Scaling Spark PG DB Beyond 500 GiB

Ideas:

Constraints:

If we run our DB in a different cloud provider than Fly.io, then we need to pay for bandwidth between spark services running on Fly.io and the DB server.

We can migrate spark service too, but that’s even more effort.

Migrate our DB to (hosted platform)

AWS RDS Aurora
- Estimated cost at current usage: 316$/month

Supabase

Neon

CockroachDB is too expensive

Use web3.storage for historical measurements

👉🏻 Pull request: https://github.com/filecoin-station/spark-api/pull/182

Roll up published_as CIDs into a new table and remove them from the table (keep only measurements for the last X hours.)

Downside:

Before we can run any more analysis on the SQL data, we need to build a tool to fetch measurements from web3.storage.

The data migration is going to be very CPU intensive and will take a long time to complete. We need to run it manually outside of the usual deployment/auto-migration process.

Algorithm:

In spark-publish, after we publish CID to the smart-contract, insert a new row (contract_address, round_index, cid)

Periodically, delete all measurements that have published_at field set and are older than X hours.

Initial migration:
For historical measurements where we don’t know the exact round index they were published in (because this round index can be different from what spark-api filled in the measurements table), assign their published_as CID to a “virtual” contract and round index, e.g. contract_address=0xUNKNOWN and round_index=0

Improvement:

To make it easier to filter CIDs based on date ranges, we can add a timestamp field to each (contract_address, round_index, cid) row.
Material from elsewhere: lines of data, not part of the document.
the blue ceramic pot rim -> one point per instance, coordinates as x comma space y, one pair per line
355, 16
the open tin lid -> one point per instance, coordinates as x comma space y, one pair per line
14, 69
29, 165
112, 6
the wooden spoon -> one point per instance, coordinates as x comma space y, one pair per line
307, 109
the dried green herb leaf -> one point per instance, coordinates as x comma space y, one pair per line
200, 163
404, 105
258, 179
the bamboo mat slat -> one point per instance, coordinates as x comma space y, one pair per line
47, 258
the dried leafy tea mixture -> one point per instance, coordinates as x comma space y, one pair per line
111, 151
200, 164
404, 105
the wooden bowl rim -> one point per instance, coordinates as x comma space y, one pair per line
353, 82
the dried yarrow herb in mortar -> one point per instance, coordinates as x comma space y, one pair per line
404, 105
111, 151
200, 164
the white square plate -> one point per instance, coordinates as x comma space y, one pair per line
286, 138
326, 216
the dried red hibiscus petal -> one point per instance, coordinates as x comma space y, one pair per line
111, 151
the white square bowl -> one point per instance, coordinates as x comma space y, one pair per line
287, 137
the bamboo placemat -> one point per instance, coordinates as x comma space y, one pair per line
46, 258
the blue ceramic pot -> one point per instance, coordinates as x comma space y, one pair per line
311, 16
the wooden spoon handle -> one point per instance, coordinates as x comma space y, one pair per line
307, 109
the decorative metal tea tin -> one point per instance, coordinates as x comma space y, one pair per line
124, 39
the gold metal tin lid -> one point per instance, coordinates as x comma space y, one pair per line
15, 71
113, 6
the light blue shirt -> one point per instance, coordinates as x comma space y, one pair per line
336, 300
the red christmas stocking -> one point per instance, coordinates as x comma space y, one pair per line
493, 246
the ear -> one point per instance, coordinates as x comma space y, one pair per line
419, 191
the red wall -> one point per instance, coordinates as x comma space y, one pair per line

For historical measurements, we can set this value as MAX(published_as) + INTERVAL '3 minutes' aggregated across all measurements published in the same batch.

Expected savings:

If each commitment contains ~50k measurements 600 bytes each, we will add 100 bytes per commitment and delete 30MB. We are publishing a new commitment every ~3 minutes, i.e. ~480 commitments per day = 14.4GB/day.

Compress data

https://medium.com/@lk.snatch/postgresql-compression-854a4647ee43

Postgres Pro

Compression file system